Arabia Saudita interrumpirá relaciones diplomáticas con Irán después de la ejecución del jeque chií Nimr al-Nimr y pone en peligro la, ya vapuleada, estabilidad de la región y endurecerá la relación entre Riad y Teherán, la cual ya se encuentra inmersa en una amarga batalla.

Adel al Yubai, canciller saudita, aseguró en una conferencia de prensa que todos los diplomáticos iraníes deberán abandonar el país en las próximas 48 horas y subrayó que el gobierno de Riad no tolerará que la república Islámica de Irán atente contra la seguridad de los suníes.

El ministro de Relaciones Exteriores también condenó los ataques de los manifestantes a la embajada saudí en Teherán y el consulado en Mashad.

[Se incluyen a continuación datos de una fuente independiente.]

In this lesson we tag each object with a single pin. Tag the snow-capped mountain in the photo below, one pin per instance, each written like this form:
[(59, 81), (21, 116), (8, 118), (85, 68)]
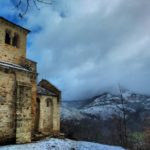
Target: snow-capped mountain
[(105, 106)]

“Constituyen una violación flagrante de todas las convenciones internacionales”, dijo el canciller saudí, quien responzabilizó a las autoridades iraníes por su facta de acciones concretas para prevenir esos sucesos.

Intentan tranquilizar

Hassan Rouhani, el presidente de Irán, dijo que el ataque a la Embajada de Arabia Saudita perpetrado por extremistas es injustificable y se comprometió a capturar a los atacantes.

“No tengo duda de que el gobierno saudí ha dañado su imagen, más que antes, en el mundo, particularmente entre las naciones islámicas, por este acto no islámico”, dijo Rouhani.

Por su parte, el ayatolá Alí Jamenei, líder supremo de Irán, hizo un llamado para que los aliados occidentales de los sauditas condenen la ejecución de Nimr.

“Este clérigo oprimido no exhortó a la gente a sumarse a un movimiento armado y solo expresó críticas públicas con base en su fervor religioso”, dijo el ayatolá.

Por su parte, los oficiales saudís están convencidos de que Nimr era una figura central en los intentos por agitar a las minorías chiís, considerada por Riad como una amenaza subversiva.

“La ejecución de al-Nimr es un crimen grave cometido por la familia de los Saud (reinante en Arabia Saudí), y tendrá repercusiones en el mundo y más allá”, afirmó Hasán Nasralá, líder de Hezbolá.